Stefano Stefanini

NewTuscia – ORTE – L’appuntamento culturale e’ per sabato  3 dicembre  alle 17,30 a Palazzo Roberteschi,l’Accademia Seicentesca dei Signori Disuniti promuove la Conferenza “I Templari: la forza di un’ideale” con Barbara Frale, studiosa degli enigmi storici legati all’ordine religioso e militare.

Rosvaldo Giubileo, uno dei fondatori dell’Ente Ottava Medievale, d’intesa con i dirigenti dell’Ente rievocativo, ha inteso promuovere questa iniziativa per rilanciare con nuove adesioni l’attività dell’Accademia nel campo della promozione della ricerca storico letteraria, rinnovando il prestigio dell’Accademia operante in città fin dal 1686 e “rifondata” nel 1983.

A qualificare il rilancio dell’Accademia  operante all’interno dell’Ente Ottava Medievale di Orte e’ stata chiamata con una interessantissima conferenza la prof. Barbara Frale, che ha dedicato approfondite ricerche e alcuni testi all’Ordine Templare, nei suoi aspetti  religiosi, ideali e socio economici.

Nato dall’iniziativa di alcuni cavalieri che si erano votati al Santo Sepolcro di Gerusalemme, quello dei Templari divenne in pochi decenni l’ordine religioso-militare più potente della cristianità. Professionisti della guerra e uomini di religione, protettori dei pellegrini in Terra Santa, i cavalieri del Tempio divennero, grazie al favore dei papi e dei re cristiani, un organismo sovranazionale attivo in tutto il Mediterraneo. L’accusa di eresia rivolta da Filippo il Bello per impadronirsi dei beni dell’ordine, indusse Clemente V a sciogliere il Tempio per evitare uno scisma della chiesa francese da Roma.

Questo studio ricostruisce la storia dei Templari avvalendosi di ricerche originali che hanno condotto anche a clamorose scoperte.

I Templari, l’ordine religioso-militare più potente del Medioevo, con tutta probabilità per un certo periodo custodirono la sindone oggi conservata a Torino.

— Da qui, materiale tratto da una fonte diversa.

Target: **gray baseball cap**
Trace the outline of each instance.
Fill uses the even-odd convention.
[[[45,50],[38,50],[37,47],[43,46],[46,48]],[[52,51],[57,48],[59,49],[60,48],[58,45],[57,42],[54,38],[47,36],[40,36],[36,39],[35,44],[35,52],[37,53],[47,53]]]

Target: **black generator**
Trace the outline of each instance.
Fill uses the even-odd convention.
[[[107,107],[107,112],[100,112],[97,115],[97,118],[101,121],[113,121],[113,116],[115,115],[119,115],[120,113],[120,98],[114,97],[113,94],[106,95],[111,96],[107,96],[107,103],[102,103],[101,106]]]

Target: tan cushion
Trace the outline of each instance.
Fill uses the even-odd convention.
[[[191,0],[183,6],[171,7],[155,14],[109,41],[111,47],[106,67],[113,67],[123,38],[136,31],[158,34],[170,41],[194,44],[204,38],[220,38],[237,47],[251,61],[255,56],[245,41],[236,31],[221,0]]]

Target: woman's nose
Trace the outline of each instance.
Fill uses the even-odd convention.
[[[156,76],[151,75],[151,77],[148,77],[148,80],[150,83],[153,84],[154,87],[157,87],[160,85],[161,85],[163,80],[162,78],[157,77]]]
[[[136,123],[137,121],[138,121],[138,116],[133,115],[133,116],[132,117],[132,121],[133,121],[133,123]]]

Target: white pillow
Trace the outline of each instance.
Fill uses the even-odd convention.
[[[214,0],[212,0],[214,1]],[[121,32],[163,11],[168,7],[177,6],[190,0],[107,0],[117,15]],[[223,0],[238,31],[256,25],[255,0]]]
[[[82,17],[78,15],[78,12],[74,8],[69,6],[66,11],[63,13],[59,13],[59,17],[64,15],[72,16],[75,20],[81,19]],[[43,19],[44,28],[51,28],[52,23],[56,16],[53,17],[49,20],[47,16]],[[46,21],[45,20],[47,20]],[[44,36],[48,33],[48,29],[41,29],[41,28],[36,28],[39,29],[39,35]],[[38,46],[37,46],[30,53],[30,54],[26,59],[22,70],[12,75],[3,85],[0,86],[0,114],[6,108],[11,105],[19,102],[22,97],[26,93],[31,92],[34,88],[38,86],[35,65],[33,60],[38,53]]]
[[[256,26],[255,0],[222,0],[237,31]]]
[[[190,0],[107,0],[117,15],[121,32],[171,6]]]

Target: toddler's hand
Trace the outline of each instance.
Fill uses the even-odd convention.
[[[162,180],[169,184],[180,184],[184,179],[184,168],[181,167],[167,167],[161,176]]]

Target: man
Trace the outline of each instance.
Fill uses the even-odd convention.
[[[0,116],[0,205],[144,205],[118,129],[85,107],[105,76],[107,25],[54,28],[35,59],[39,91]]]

Venerato nel più rigido segreto e conosciuto nella sua reale natura solo dai maggiori dignitari dell’ordine, il telo era conservato nel tesoro centrale dei Templari, che avevano fama di essere autorità nel campo delle reliquie. In un’epoca di confusione dottrinale per la Chiesa, la sindone per i Templari poteva essere un potente antidoto contro la diffusione delle eresie. Seguendo per labili tracce l’itinerario della reliquia nel corso del Medioevo l’autrice procede anche a ritroso addentrandosi nelle complesse ipotesi sull’origine stessa della sindone, e portando una prospettiva nuova su questa controversa reliquia.